Create evaluators

Create an evaluator when you can describe what good or bad output means. The strongest evaluators start from product requirements or production evidence, then become repeatable checks. In the current app, the project Evaluators page shows active evaluators across prompts. To create or edit evaluator definitions, open the prompt’s evaluation workflow and add evaluators there. They appear in the project Evaluators library after they are active.

Start from a concrete failure mode

Good sources for evaluator ideas:

A Behavior marked as an issue.
A trace where the assistant failed.
A customer complaint or support ticket.
A product policy or safety rule.
A deployment regression.
A cost, latency, or token budget.
A dataset row that should never fail again.

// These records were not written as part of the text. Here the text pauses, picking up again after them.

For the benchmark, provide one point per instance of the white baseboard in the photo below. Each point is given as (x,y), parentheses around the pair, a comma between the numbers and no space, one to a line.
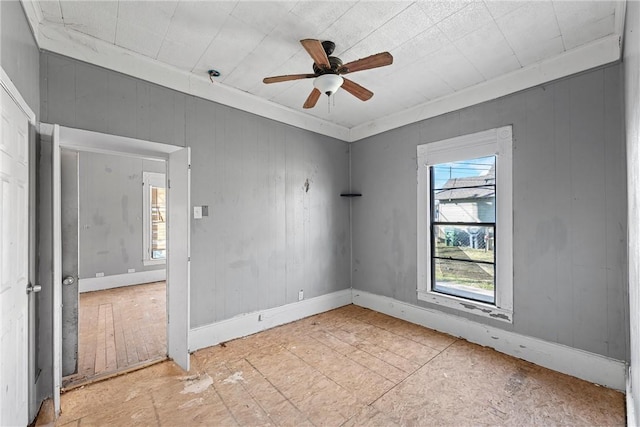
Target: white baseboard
(247,324)
(578,363)
(119,280)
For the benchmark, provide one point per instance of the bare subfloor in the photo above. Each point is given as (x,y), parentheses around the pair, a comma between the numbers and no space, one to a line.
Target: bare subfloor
(346,367)
(120,328)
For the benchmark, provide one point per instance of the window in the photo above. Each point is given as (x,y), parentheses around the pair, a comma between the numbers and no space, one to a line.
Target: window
(154,218)
(465,223)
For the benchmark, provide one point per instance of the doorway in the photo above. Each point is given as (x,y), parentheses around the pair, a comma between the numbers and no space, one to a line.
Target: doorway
(178,232)
(113,264)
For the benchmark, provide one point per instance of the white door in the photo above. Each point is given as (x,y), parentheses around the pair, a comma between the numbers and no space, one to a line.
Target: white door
(14,262)
(178,256)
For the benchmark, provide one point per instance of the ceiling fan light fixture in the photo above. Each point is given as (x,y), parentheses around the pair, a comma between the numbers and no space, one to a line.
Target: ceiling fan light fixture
(328,83)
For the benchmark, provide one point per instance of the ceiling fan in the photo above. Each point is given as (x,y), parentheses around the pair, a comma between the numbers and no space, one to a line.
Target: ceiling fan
(328,70)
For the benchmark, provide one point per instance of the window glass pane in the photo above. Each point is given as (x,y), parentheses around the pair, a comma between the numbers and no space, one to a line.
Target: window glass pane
(463,196)
(464,243)
(465,279)
(464,191)
(158,223)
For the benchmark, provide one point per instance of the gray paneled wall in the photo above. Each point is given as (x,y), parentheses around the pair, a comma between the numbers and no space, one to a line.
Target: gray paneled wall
(631,66)
(267,235)
(110,221)
(19,54)
(569,209)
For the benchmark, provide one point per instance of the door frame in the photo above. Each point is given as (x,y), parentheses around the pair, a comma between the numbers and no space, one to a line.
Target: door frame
(88,141)
(14,93)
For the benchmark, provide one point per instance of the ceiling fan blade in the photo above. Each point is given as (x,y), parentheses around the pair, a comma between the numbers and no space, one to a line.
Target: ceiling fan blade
(373,61)
(356,90)
(278,79)
(316,51)
(312,99)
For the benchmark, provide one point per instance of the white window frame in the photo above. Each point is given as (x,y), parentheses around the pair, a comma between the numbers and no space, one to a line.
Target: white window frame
(498,142)
(149,179)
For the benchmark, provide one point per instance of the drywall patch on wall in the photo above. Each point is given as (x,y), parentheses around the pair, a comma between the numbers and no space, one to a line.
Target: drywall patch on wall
(251,323)
(118,280)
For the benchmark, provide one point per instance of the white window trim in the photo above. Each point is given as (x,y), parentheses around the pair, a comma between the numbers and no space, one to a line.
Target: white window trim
(149,179)
(496,142)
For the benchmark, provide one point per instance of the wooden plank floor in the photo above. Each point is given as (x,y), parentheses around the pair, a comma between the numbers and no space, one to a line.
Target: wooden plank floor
(120,328)
(346,367)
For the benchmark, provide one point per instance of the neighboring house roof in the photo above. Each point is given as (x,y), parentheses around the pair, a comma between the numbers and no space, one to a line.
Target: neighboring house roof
(476,187)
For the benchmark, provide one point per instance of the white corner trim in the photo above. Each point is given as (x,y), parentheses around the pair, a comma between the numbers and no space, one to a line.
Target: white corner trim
(249,323)
(13,92)
(597,53)
(631,412)
(578,363)
(119,280)
(34,16)
(62,40)
(619,18)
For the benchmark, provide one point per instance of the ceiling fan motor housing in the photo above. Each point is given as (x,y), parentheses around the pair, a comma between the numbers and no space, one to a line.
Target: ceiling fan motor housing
(335,63)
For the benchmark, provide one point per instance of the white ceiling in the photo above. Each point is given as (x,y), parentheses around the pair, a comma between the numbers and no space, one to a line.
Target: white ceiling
(447,53)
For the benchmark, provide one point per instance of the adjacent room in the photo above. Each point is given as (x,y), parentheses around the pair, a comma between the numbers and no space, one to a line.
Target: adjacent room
(319,212)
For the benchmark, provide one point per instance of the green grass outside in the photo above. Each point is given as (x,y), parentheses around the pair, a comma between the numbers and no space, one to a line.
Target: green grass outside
(464,273)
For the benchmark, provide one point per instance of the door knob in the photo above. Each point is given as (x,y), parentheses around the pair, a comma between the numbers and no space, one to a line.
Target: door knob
(33,288)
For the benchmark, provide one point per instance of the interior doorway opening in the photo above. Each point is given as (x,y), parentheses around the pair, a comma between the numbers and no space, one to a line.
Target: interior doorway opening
(114,246)
(178,175)
(119,330)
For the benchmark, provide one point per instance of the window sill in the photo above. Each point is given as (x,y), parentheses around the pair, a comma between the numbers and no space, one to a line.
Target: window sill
(473,307)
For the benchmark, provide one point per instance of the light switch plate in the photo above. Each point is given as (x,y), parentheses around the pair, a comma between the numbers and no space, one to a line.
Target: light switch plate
(197,212)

Avoid writing evaluators from vague goals such as “better answer quality”. Translate the goal into a testable rule.

Create the evaluator

Open the prompt

Open the prompt whose output should be evaluated.

Open the evaluation workflow

Go to the prompt’s evaluation area.

Choose the evaluator type

Pick the type that matches the rule: judge model, deterministic code, text matching, JSON, cost, latency, response length, or API call.

Write the criterion

Enter the rubric, code, matcher, threshold, or request configuration.

Attach a dataset when needed

Link the dataset that contains examples for the evaluator.

Run and inspect results

Validate the evaluator on known passing and failing examples before using it as a release gate.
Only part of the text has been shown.